Our study demonstrated that the hematoma location and the cranial structure, which are ignored by most investigations, may contribute to CHP. These two independent risk factors are intuitive and can be easily obtained from the routine CT scan. The previous studies had reached a consensus that patients with higher CHP risk needed a rigorous follow-up to evaluate the change of non-operative hematoma. In our research, both the independent risk factors are correlated with the vessels existing on the outer membrane or the dura mater. Therefore, we think that the MMA embolization, a surgery method which is less invasive, can be applied for contralateral hematomas which have no surgical indication but are considered to progress easily. This treatment method can shorten the interval from initial surgery to the last follow-up[31], making more benefits for patients.
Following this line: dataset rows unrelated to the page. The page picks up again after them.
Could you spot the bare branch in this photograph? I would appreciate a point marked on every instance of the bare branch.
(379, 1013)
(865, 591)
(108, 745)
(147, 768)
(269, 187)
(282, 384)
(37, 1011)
However, the safety and effectiveness of this new treatment strategy is still needed to be investigated by researches with large sample size in the future.
There are some limitations in this investigation. Firstly, our research is a retrospective analysis which may introduce some biases affecting the outcomes unavoidably. Secondly, the statistical analysis about age and the classification of hematoma density are influenced by the small sample size of our research. These variables are worthy to be investigated with a larger research population.